In a recent study published in the NPJ Digital Medicine Journal, researchers explored the use of image-based phenotyping based on dual-energy X-ray absorptiometry (DXA) scans of knees to train a deep-learning model to diagnose knee osteoarthritis cases.
Study: Deep learning-based phenotyping of medical images improves power for gene discovery of complex disease. Image Credit: Miha Creative/Shutterstock.com
Background
The diagnosis of complex diseases using biobank data consisting of International Statistical Classification of Diseases 10th revision (ICD-10) codes and self-reported symptoms and diagnoses, though invaluable in indicating the genetic basis of diseases, are also subject to various biases.
The differential diagnoses can vary based on specialist or non-specialist clinicians, and electronic health records can also differ according to assessments of disease severity and how the patients are billed. Using medical images to perform clinical-grade assessments can provide a standardized and consistent protocol for the diagnosis of various complex diseases.
Given the large volumes of clinical image data present in population biobanks, an automated phenotyping approach can potentially be used to ascertain disease status and severity. Chest X-ray images have been previously used to accurately diagnose severe acute respiratory syndrome coronavirus 2 (SARS-CoV-2) infections and pneumonia.
Furthermore, various genetic studies have also used deep-learning methods to associate significant genome-wide loci with image-derived phenotypes of heart structure, brain morphology, distribution of body fat, and liver fat percentage.
About the study
In the present study, the researchers used DXA images to train a binary classification model to perform at a clinical level to identify knee osteoarthritis cases and used the biobank images to compare the results of the deep learning model with the diagnoses based on ICD-10 codes.
Additionally, they obtained measurements for the minimum joint space width, which directly correlates with the severity of knee osteoarthritis, by training the image segmentation algorithm and used those measurements to compare quantitative and case-controlled approaches in genome-wide association studies.
The researchers also generated a polygenic risk score specific for each phenotype to determine whether, in a dataset of 300,000 cases, improvements in predicted ICD-10 records of knee osteoarthritis were associated with a higher statistical power in finding novel loci.
The United Kingdom Biobank comprising genome sequence data from over 40,000 individuals, was analyzed along with DXA images to determine the genetic factors underlying knee phenotypes.
The Kellgren-Lawrence grading system was then used to perform a binary classification for automated phenotyping of knee osteoarthritis cases using radiography. A total of 546 images, annotated by certified orthopedic surgeons, were used to train and validate the deep-learning model. The trained model was then used on close to 30,000 DXA scan images of knees, and predictions of knee osteoarthritis were compared with diagnosed ICD-10 codes for knee osteoarthritis.
The minimum joint space width between the tibia and the femur was then measured to assess and determine the severity of knee osteoarthritis quantitatively.
The image segmentation algorithm was trained and validated using 63 images derived from DXA scans of knees, in which the positions of the tibia, fibula, and femur were marked at the pixel level, and validated by trained clinicians.
The image-derived phenotypes for knee osteoarthritis were then used for a genome-wide association study to determine the genetic basis of these phenotypes.

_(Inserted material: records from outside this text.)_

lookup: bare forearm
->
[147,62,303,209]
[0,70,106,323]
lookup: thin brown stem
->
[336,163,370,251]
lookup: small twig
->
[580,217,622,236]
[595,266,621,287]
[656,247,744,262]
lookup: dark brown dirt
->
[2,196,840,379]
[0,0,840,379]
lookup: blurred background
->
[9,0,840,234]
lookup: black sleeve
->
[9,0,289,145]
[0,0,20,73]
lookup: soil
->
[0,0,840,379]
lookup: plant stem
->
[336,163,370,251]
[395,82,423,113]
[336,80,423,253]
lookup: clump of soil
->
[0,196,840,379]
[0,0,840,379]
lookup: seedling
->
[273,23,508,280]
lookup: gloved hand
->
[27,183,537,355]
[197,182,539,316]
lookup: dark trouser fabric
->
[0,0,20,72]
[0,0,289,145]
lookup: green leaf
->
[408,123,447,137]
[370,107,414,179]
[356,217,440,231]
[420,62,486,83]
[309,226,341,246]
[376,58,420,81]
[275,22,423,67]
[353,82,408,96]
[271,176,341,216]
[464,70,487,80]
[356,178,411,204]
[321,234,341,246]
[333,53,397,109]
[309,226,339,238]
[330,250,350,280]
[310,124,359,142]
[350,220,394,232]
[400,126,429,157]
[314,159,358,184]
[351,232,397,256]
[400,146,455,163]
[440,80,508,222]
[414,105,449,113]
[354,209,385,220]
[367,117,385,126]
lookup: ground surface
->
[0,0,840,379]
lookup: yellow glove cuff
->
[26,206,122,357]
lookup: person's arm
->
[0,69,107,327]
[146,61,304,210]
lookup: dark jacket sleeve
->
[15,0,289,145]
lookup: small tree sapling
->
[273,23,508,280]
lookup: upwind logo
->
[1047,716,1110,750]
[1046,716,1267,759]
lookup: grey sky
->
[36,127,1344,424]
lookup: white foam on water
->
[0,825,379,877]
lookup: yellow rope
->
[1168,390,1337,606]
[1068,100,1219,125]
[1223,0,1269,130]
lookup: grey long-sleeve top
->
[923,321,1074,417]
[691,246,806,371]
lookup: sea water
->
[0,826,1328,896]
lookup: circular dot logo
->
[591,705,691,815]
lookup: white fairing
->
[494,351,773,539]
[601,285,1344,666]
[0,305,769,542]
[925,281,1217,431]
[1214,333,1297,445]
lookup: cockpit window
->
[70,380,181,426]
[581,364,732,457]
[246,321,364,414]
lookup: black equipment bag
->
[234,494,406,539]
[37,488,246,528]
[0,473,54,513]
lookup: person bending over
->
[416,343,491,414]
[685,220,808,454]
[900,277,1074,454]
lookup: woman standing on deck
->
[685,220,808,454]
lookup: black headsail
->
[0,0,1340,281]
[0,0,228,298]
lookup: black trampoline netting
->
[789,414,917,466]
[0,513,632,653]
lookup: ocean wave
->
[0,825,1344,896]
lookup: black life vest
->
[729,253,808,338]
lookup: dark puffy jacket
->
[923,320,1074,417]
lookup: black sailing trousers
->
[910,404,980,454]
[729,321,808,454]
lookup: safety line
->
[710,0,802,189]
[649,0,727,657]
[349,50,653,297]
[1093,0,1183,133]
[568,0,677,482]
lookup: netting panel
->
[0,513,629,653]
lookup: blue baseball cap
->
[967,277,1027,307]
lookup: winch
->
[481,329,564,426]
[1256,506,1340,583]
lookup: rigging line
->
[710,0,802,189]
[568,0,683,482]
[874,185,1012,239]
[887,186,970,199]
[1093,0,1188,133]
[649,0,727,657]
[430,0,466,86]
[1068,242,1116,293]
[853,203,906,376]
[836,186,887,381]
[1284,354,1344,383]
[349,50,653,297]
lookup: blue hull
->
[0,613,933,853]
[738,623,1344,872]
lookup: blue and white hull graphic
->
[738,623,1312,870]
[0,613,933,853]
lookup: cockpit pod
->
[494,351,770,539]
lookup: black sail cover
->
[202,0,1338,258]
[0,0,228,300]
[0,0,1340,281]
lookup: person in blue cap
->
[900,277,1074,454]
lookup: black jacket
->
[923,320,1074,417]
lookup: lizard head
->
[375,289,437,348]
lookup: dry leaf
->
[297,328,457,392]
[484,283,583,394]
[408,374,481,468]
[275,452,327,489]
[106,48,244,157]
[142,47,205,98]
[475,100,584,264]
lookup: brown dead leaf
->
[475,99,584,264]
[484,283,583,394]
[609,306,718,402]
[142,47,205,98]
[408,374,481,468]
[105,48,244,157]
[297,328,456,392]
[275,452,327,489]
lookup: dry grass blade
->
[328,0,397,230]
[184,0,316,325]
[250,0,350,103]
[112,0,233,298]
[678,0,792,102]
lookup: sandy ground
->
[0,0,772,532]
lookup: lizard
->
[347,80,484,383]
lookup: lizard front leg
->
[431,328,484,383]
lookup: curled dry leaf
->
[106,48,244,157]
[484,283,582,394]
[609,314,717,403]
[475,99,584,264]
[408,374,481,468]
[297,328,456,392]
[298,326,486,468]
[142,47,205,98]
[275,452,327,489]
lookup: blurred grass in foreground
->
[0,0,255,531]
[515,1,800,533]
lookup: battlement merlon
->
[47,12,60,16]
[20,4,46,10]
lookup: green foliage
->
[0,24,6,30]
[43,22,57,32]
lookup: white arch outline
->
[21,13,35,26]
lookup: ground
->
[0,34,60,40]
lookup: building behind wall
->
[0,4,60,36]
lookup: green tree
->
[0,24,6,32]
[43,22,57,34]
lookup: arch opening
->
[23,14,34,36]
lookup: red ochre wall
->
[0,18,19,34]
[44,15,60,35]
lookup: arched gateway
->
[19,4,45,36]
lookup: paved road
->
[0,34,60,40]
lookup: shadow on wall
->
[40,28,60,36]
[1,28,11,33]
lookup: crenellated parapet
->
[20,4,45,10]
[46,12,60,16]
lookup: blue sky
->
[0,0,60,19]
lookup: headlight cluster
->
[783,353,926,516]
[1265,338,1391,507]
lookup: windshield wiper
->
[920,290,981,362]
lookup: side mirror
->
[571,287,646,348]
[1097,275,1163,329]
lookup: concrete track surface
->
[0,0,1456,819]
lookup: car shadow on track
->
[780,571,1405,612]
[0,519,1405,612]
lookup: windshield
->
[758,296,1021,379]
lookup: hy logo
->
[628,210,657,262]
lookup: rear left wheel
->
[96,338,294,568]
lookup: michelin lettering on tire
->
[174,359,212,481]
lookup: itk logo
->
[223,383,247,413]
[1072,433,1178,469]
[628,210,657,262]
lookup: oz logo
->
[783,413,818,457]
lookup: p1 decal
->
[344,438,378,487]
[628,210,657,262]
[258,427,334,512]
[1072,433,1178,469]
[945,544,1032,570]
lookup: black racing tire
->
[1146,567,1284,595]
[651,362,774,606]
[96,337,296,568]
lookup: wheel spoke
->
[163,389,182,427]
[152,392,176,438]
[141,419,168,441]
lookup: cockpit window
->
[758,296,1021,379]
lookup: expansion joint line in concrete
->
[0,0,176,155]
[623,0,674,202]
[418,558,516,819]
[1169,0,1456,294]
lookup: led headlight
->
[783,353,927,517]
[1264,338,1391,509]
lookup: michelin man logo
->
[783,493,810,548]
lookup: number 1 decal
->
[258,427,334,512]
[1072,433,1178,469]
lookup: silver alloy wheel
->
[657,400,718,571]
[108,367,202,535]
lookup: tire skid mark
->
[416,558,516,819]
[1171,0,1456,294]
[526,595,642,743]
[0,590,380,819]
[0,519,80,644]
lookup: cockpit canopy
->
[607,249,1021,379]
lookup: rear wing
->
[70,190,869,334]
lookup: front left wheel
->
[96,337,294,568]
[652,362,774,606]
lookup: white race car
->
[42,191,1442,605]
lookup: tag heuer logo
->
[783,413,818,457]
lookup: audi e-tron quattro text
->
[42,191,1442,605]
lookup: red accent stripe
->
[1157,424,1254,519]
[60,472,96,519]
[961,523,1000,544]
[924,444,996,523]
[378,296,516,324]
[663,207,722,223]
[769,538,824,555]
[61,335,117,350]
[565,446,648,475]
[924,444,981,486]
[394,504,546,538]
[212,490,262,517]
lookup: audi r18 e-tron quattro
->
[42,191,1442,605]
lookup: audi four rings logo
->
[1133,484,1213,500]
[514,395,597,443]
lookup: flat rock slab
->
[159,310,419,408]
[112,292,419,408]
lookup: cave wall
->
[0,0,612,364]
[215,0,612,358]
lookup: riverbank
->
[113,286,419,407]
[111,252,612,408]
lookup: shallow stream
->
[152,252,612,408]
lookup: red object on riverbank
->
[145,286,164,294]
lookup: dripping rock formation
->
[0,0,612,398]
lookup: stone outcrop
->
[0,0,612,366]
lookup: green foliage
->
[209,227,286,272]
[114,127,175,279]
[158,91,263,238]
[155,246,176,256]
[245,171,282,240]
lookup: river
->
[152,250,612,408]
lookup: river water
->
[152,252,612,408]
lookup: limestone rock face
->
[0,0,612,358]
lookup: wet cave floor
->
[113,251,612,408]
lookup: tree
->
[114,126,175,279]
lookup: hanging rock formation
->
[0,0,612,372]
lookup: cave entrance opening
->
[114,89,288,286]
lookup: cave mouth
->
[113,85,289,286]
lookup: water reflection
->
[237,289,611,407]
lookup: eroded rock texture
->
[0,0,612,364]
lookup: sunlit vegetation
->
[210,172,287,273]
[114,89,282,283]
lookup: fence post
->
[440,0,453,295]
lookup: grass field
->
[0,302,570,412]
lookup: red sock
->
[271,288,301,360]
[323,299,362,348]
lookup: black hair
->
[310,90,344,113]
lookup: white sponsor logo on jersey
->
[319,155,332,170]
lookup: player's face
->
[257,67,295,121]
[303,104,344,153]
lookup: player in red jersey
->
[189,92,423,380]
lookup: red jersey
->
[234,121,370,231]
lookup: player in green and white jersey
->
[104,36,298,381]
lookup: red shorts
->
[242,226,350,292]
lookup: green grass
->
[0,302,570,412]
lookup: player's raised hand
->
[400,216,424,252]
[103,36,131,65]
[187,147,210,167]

Additionally, linkage disequilibrium score regression was performed to determine the heritability of the single nucleotide polymorphisms (SNP) associated with three phenotypes of knee osteoarthritis — based on the ICD-10 code, based on the binary classification, and based on the minimum joint space width measurements.
Results
The findings suggested that the use of deep-learning models to determine the phenotypes for complex diseases at the biobank data scale can potentially improve the analytical power in understanding epidemiological and genetic associations.
Furthermore, although the binary classification and minimum joint space width were genetically correlated, the use of the quantitative measurement significantly increased the number of significant loci determined in the genome-wide association study.
The use of binary classification in case-control phenotyping resulted in a two-fold increase in the number of cases and helped circumvent problems in electronic health records associated with variations in clinicians’ perceptions of the severity of the disease, as well as different definitions of osteoarthritis.
However, the use of minimum joint space width as a quantitative measure to assess disease severity was found to perform significantly better than the binary classification method using a case-control approach.
Conclusions
Overall, the study provided proof-of-concept for the use of large-scale biobank data and a quantitative phenotyping method to directly measure and assess disease severity in a disease with complex phenotypes.
The researchers believe that this approach can not only be extended to other musculoskeletal diseases that depend on radiography for diagnoses, but also to other complex diseases that use quantitative diagnostic methods.